Another source of volumetric inaccuracy in Well test measurements pertains to solution gas that is liberated at reduced pressures. The pressure-volume-temperature behavior of the produced fluid can cause appreciable differences in the measured quantities of separated oil and gas that are obtained from the production mixture. A reduced pressure will liberate gas from the oil phase. An increased pressure drives gas back into solution. It is, accordingly, desirable that the test separator conditions approximate the conditions of the main production separator.
The pressure within the test separator may be different from that in the main production separator. Two phase well test separators often flash the production fluid by liberating gas from the fluid at reduced pressure as the liquids are drained from the separators. No effort is made to control the test separator pressure while the liquids are drained because it is commonly believed that the separated production components will be recombined in the main production separator for eventual sale. The failure to control test pressures results in erroneous volumetric measurements because the reduced gas pressure causes solution-gas to leave the oil phase. The liquid volume is, accordingly, reduced, and the liquid has a greater density.

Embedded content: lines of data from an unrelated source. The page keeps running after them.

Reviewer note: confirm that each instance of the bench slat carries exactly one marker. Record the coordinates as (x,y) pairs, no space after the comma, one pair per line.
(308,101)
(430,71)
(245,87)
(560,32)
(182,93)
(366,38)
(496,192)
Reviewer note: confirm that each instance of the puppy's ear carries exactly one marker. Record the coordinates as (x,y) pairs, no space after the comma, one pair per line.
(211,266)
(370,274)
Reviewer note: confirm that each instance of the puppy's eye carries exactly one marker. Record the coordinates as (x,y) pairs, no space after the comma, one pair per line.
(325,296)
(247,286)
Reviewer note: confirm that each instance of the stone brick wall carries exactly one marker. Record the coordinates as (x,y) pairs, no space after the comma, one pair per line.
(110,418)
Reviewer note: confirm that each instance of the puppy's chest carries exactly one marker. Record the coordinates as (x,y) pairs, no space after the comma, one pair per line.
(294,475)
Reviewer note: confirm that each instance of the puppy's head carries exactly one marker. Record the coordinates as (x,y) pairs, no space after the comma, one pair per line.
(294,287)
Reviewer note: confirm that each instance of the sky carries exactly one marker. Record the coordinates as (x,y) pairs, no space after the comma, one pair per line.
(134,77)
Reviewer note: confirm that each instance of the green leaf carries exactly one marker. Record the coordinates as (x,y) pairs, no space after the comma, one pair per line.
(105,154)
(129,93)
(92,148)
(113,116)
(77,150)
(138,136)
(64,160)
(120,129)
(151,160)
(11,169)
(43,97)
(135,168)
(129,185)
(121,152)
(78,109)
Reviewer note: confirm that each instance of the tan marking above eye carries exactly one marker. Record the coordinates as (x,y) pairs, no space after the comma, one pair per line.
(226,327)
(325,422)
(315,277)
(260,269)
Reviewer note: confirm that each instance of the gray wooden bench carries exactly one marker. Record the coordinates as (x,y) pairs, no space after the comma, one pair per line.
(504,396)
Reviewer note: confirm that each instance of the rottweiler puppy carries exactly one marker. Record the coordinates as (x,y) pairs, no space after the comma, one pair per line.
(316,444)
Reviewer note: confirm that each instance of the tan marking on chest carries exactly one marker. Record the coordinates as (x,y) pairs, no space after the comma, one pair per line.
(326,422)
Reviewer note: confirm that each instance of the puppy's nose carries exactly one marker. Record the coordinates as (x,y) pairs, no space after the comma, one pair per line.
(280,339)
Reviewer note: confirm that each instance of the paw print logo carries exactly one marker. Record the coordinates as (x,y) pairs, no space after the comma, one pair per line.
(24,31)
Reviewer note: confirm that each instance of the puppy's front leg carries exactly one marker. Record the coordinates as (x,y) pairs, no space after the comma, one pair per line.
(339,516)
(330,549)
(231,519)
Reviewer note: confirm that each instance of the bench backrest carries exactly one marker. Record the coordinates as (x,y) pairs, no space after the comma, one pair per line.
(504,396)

A true need exists for a Coriolis-based flowmeter that can measure Volumetric flow rates for the respective phases or components in a total production stream without requiring laboratory measurements on hand samples of the production stream to provide the density values for the respective components. Additionally, there is a need for a test separator system that utilizes sales line or main production separator conditions throughout its measurement cycle to preserve the integrity of the volumetric test measurements.